Email / SMS applications will each monitor that the monitoring system is up and running, if not, they send an alert.
One application does a SELECT 1 FROM TABLE every 15 seconds, if it gets a result, send a heartbeat, if not, don't send it, if the monitoring application doesn't receive a heartbeat, it sounds the alarm that the database is offline or not responding.
We have an application pinging frontend applications from outside from different regions, if the frontend application receives the ping, it sends a heartbeat, if there's a network issues for example from Germany to our software, the monitor application, the frontend application will no longer receive pings from Germany, no longer send heartbeats labeled DE-PING and the monitor application will alert us that it's no longer receiving heartbeats from Germany via a certain frontend.

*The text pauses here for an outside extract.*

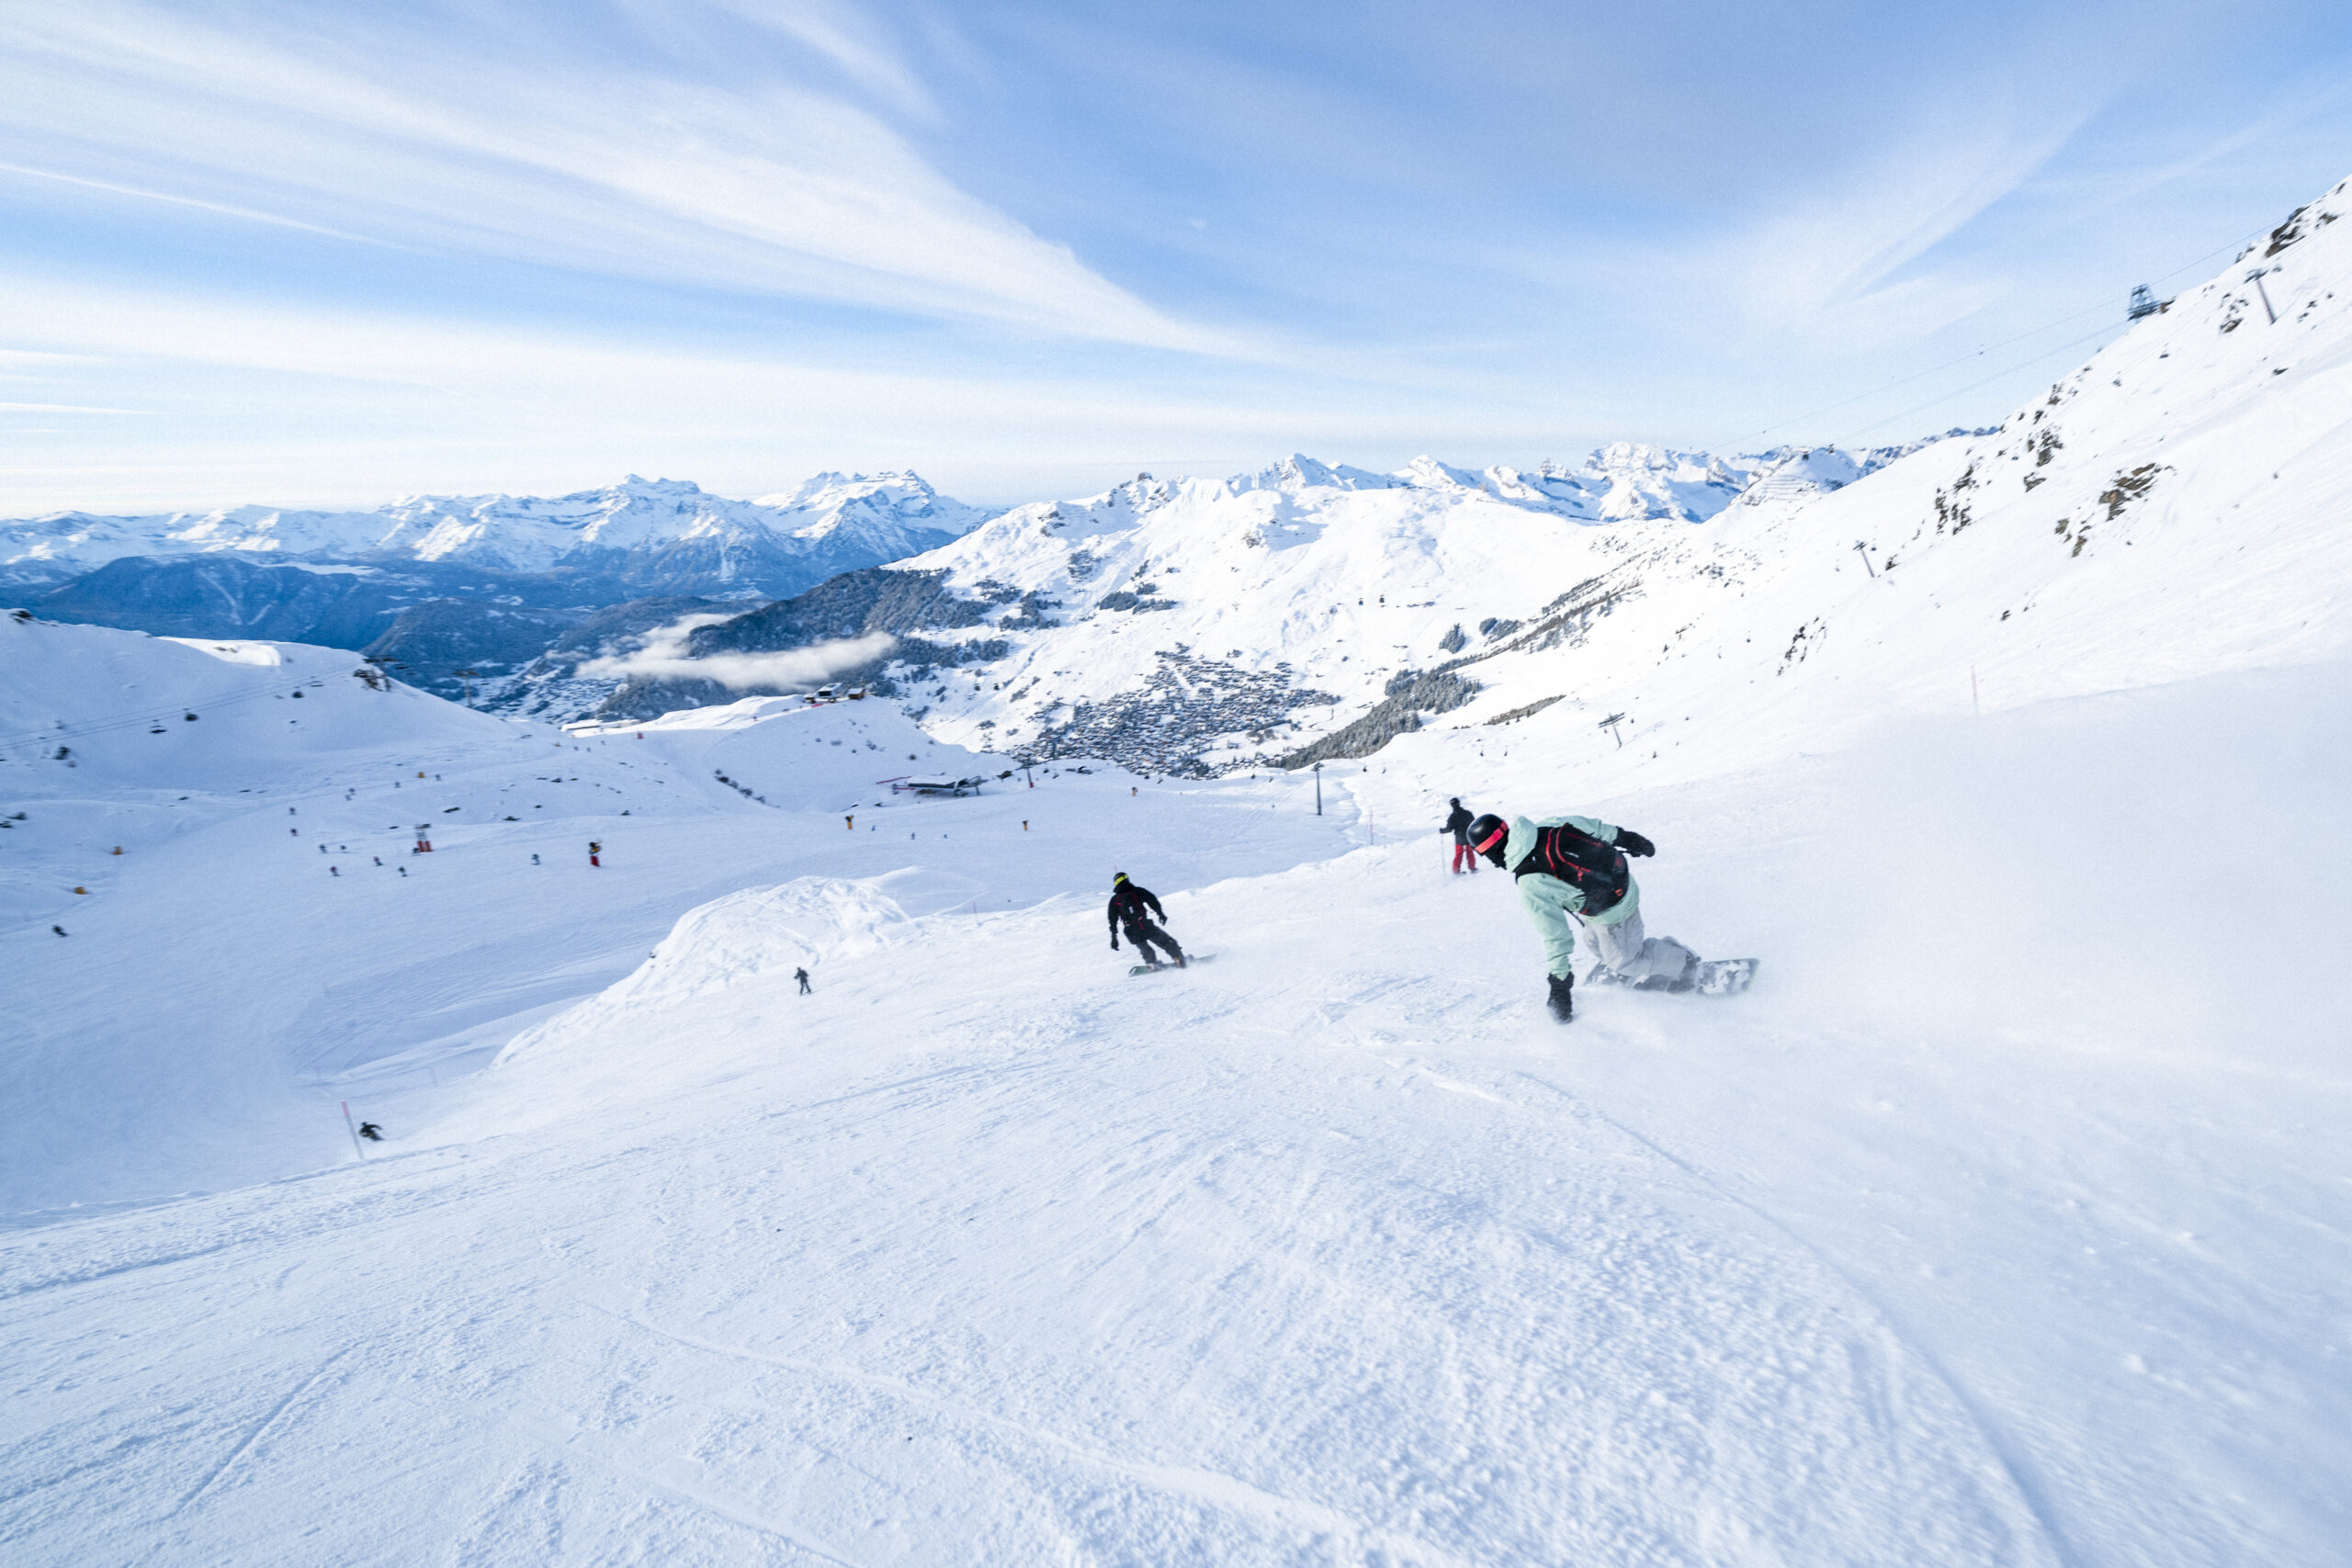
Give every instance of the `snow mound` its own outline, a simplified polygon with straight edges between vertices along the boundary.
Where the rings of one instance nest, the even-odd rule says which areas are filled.
[[[633,1015],[667,1013],[712,991],[763,980],[789,984],[795,969],[879,946],[906,923],[895,900],[840,877],[803,876],[729,893],[689,909],[626,979],[517,1035],[499,1061],[544,1055]]]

Based on the monitoring service, we can decide when to switch load, start up more instances etc.
We're planning to take it further by installing certain things on the VMs that will send CPU / Memory information every 15 seconds to the heartbeat queue so that the monitoring system can alert us on high-CPU / memory issues.
We're very close to have replicated what DataDog is offering funnily enough, but we have full control of everything.
Update: we also have a Canary system, since all our logging is centralised via queues, we have an application that can analyze the logs, if we get a spike in error logs after a deploy, we can quickly swing back to the old version, analyze logs and fix it before redeploying.